Our first EAP class,
It was a struggle
It was something we never imagined
Our first class,
We had to come up with a poem
For some it was our first time writing,
For some it has been part of their parcel of life
But it was compulsory
Whether or not we liked it
We had to scribble down something and READ & SHARE it with the class
Yeah read it
It was not something that everyone was looking forward to though :)
We were given a few words to start of with
which were *the
Bold ones
the first line had to describe our 2 special chracteristics
so anything that pops out was written down
so everything was crap
I am a peace-lover, I tend to cry
I wonder what is it with this world we tend to buy
I hear what others have to utter
I see what people hides from being obvious
I want to help but I need more hands
I am a peace-lover, I tend to cry
I pretend to be strong and try to care less
I feel the emotions rising
I touch this heart of mine and begin questioning
I worry too much about my future every night
I cry under the shining moon light
I am a peace-lover, I tend to cry
I understand when a stranger needs a hand
I say "there you go, this is the best I can lend"

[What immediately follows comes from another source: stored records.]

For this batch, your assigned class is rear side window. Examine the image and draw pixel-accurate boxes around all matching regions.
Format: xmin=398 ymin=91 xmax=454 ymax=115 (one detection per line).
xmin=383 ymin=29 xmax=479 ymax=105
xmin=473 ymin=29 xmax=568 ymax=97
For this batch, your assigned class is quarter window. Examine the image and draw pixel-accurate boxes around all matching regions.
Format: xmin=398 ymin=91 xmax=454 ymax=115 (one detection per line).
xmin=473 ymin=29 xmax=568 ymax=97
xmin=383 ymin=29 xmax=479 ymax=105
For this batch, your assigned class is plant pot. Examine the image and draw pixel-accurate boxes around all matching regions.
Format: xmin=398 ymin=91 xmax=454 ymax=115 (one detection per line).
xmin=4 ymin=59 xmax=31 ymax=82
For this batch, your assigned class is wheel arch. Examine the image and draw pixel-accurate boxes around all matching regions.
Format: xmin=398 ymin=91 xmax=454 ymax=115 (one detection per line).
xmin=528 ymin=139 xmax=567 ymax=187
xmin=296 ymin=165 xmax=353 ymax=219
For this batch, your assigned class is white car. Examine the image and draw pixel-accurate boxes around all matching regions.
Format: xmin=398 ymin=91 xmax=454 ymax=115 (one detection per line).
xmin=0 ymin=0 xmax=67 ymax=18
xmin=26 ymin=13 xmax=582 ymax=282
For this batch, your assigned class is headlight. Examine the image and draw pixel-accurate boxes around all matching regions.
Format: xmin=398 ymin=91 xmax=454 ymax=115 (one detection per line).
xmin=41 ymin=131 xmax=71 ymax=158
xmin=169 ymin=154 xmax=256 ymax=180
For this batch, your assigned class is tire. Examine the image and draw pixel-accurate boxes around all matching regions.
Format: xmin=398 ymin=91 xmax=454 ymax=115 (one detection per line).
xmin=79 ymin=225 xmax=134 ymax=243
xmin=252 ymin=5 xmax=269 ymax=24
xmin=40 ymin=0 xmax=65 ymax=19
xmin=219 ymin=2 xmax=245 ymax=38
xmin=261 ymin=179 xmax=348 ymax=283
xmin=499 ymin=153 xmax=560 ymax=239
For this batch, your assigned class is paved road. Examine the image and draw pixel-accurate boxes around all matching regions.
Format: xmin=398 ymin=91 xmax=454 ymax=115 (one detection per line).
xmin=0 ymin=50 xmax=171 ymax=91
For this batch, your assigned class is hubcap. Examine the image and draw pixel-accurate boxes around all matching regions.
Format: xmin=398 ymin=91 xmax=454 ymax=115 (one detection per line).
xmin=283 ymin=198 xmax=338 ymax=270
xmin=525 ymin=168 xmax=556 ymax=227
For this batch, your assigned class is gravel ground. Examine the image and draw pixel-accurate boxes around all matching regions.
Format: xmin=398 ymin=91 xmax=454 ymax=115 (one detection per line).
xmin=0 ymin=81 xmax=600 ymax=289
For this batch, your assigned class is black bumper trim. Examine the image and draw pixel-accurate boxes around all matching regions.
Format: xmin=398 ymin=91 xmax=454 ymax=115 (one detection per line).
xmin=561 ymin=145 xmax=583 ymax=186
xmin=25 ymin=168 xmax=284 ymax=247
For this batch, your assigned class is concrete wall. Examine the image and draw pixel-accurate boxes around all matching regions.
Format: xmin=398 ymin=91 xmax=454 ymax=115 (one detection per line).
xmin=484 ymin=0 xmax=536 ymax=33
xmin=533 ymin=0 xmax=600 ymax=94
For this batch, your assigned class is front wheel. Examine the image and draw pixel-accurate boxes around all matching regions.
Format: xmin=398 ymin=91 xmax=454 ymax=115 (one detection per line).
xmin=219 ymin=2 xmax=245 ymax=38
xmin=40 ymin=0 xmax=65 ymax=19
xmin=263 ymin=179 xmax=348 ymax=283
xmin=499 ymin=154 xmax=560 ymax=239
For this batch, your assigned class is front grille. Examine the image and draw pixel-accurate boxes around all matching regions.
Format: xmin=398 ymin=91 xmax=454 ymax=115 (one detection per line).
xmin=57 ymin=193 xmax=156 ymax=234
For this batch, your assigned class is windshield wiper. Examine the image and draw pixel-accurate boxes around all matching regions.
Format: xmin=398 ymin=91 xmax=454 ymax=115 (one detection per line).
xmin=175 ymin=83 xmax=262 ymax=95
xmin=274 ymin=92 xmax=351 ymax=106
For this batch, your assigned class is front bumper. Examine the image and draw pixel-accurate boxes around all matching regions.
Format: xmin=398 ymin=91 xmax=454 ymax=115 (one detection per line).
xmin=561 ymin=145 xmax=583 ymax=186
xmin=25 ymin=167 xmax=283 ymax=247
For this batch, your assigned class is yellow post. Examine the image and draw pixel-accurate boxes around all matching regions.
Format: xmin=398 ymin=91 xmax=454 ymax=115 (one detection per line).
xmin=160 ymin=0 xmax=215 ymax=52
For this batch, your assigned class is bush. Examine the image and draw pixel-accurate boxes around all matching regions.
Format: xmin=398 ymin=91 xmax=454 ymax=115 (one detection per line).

I dream high above the blue skies
I try reaching for the moon so that if I fall, I am among the stars
I am a peace-lover, I tend to cry
I have to admit that I was shaking reading this
It was simply because I had to read to the whole class my feelings inside
I don't do this often
I keep it to myself and write it out in my personal journal
Plus the lecturer was kind of scary
HOWEVER.I love EAP.at least i need to be in love with it for me to survive.